メルクは、キイトルーダのパテント・クリフを前に、10x Genomicsの出身者が設立したスタートアップのAI搭載抗体創薬プラットフォームに賭け、パイプラインの拡充を図っています。
- メルクは、提携を通じて開発される薬剤の独占権と引き換えに、最大8億3,800万ドルの契約一時金およびマイルストーンを支払います。
- インフィニミューンは人工知能を活用してヒト免疫細胞をスクリーニングし、抗体薬のターゲットを特定します。
- この提携は、収益源の多様化を目指すメルクの「真珠の首飾り」戦略の一環です。
メルクは、キイトルーダのパテント・クリフを前に、10x Genomicsの出身者が設立したスタートアップのAI搭載抗体創薬プラットフォームに賭け、パイプラインの拡充を図っています。
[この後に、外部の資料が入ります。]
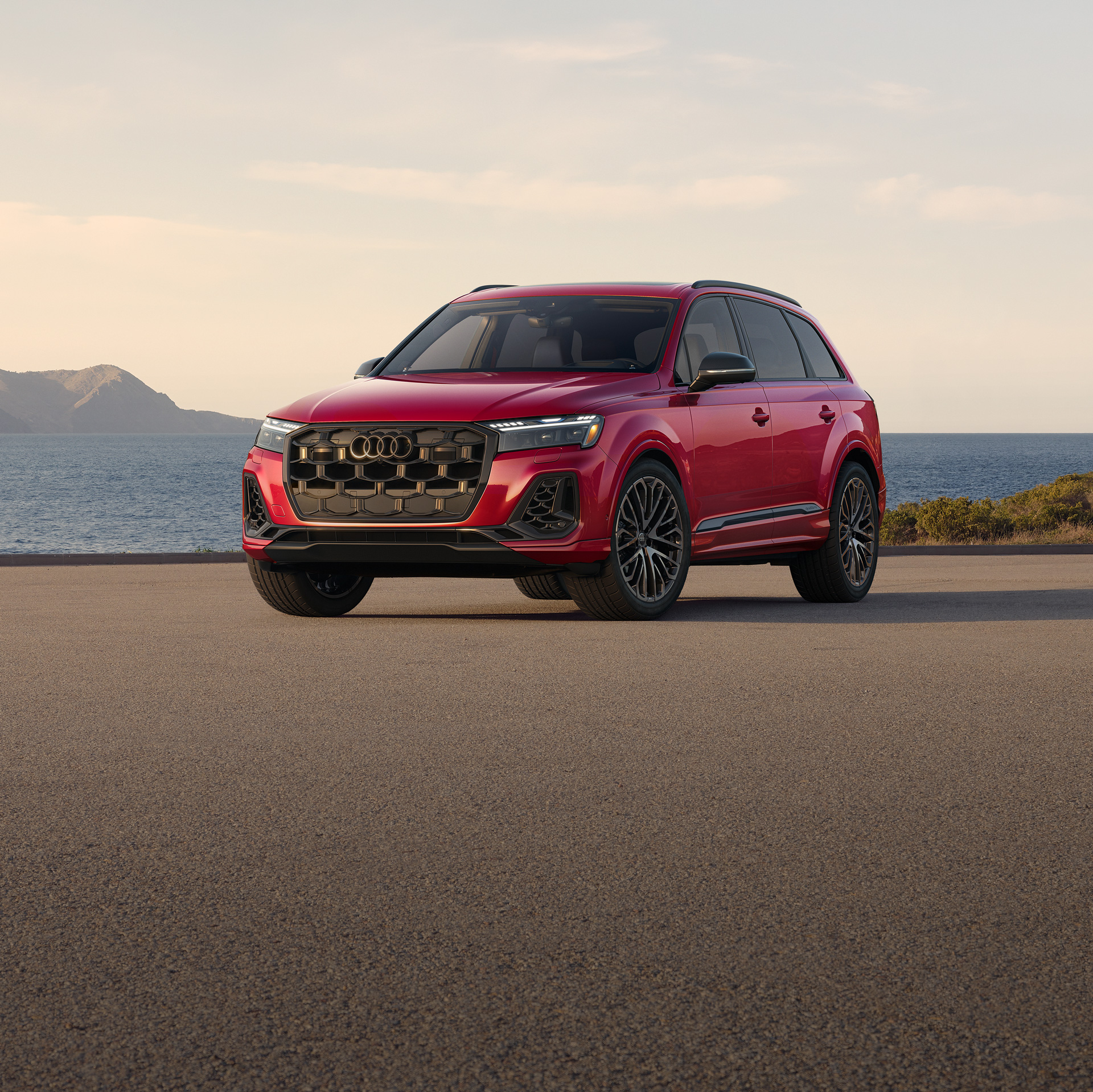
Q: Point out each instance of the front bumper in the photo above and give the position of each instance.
(493, 540)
メルク(Merck & Co.)は、複数の抗体を発見・開発するためにインフィニミューン(Infinimmune)との提携を開始しました。この契約は最大8億3,800万ドルの価値に達する可能性があり、バイオ製薬パイプラインの構築を目指す同社の戦略を前進させるものです。3月31日に発表されたこの合意により、メルクは提携を通じて開発されたあらゆる薬剤の独占権を取得します。
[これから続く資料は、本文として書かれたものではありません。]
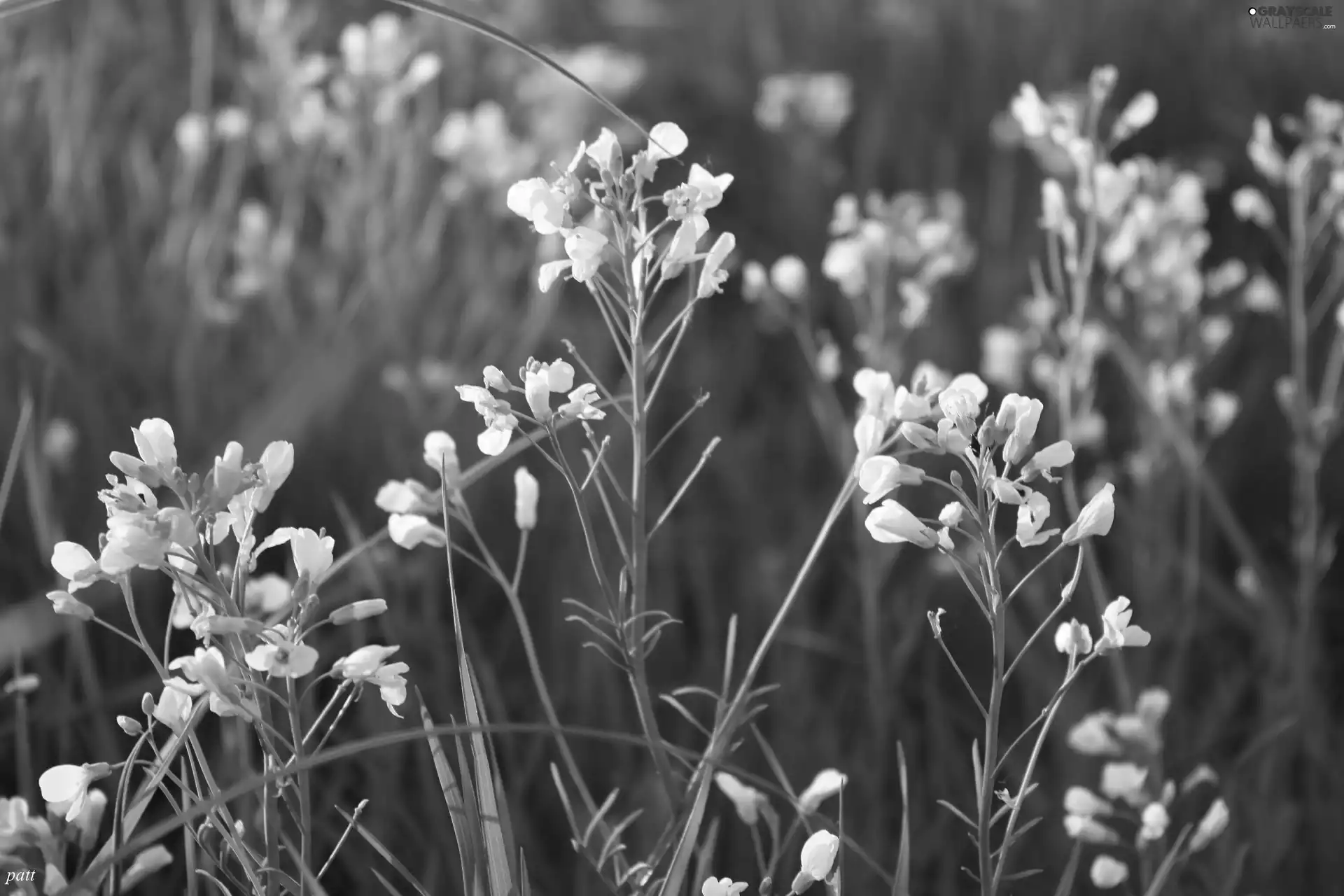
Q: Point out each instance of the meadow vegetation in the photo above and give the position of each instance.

「当社のプラットフォームのスピード、品質、厳格さ、そして資本効率の高さが、彼らの関心を惹きつけました」と、インフィニミューンのワイアット・マクドネルCEOはインタビューで語りました。メルク・リサーチ・ラボラトリーズでバイオ製薬開発を統括するファン・アルバレス氏は声明の中で、インフィニミューンの手法は「新しい生物学と有望な治療候補にアクセスするための、説得力のある新しい方法」を提供すると述べています。
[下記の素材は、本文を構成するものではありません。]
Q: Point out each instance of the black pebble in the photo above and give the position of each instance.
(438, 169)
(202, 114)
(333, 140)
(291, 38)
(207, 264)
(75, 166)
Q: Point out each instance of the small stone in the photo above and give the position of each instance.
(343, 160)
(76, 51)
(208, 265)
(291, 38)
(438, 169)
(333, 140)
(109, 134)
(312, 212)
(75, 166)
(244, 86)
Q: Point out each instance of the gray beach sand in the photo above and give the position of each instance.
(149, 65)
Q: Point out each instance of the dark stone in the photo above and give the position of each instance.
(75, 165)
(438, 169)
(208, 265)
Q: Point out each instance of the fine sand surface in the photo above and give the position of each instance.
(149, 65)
契約条件に基づき、インフィニミューンは非公開の契約一時金を受け取り、候補薬が臨床試験を経て上市に至った場合、最大8億3,800万ドルのマイルストーン支払いを受ける権利を得ます。カリフォルニア州アラメダを拠点とし、設立以来2,200万ドルを調達しているこのスタートアップは、人工知能を活用してヒト免疫細胞をスクリーニングし、抗体薬のターゲットを特定しています。
メルクにとって、この取引は、主力のがん治療薬「キイトルーダ(Keytruda)」の独占権喪失が近づく中、収益源を多様化するための新たな動きを意味します。インフィニミューンにとっては、この提携により多額の非希薄化資金が提供されるとともに、世界的な製薬リーダーによる自社技術プラットフォームへの重要な裏付けが得られることになります。
インフィニミューンは、シングルセル分析技術のリーダーである10x Genomicsの元従業員グループによって設立されました。同社のプラットフォームは、優れた抗体を特定することで、既存の薬剤の安全性と有効性を向上させることを目的としています。社内パイプラインには、アトピー性皮膚炎や潰瘍性大腸炎などの自己免疫疾患に関与するタンパク質であるIL-22およびIL-13を標的とするプログラムが含まれています。
メルクとの提携は、この新興企業にとって2つ目の主要なパートナーシップです。9月には、シーゲン(Seagen)と経営陣のつながりがあるイミュノーム(Immunome)と同様の抗体創薬契約を発表しています。
インフィニミューンとの協定は、キイトルーダ後の世界に備えるメルクにとって、一連の「真珠の首飾り(string of pearls)」型買収および提携の最新事例です。同社は近年、バイオ製薬分野での存在感を高めるために数十億ドルを投資してきました。
これらの取り組みには、最近の二重特異性抗体開発企業ハープーン・セラピューティクス(Harpoon Therapeutics)の買収や、次世代の抗体薬物複合体(ADC)を開発するための第一三共との数十億ドル規模の広範な提携が含まれます。小規模なバイオテク企業との提携や買収という戦略により、メルクは初期段階の創薬における全コストとリスクを負うことなく、外部のイノベーションを取り入れることができます。この種の提携は一般的ですが、ベンチャーキャピタル界における他の最近の出来事はその重要性を浮き彫りにしています。例えば、数十億ドル規模のライフサイエンス・ファンドであるアップル・ツリー・パートナーズ(Apple Tree Partners)の破産により、数十社のポートフォリオ企業が資金繰りに奔走しており、VC資金が大手製薬会社との戦略的提携ほど安定していない可能性を示しています。
この記事は情報提供のみを目的としており、投資アドバイスを構成するものではありません。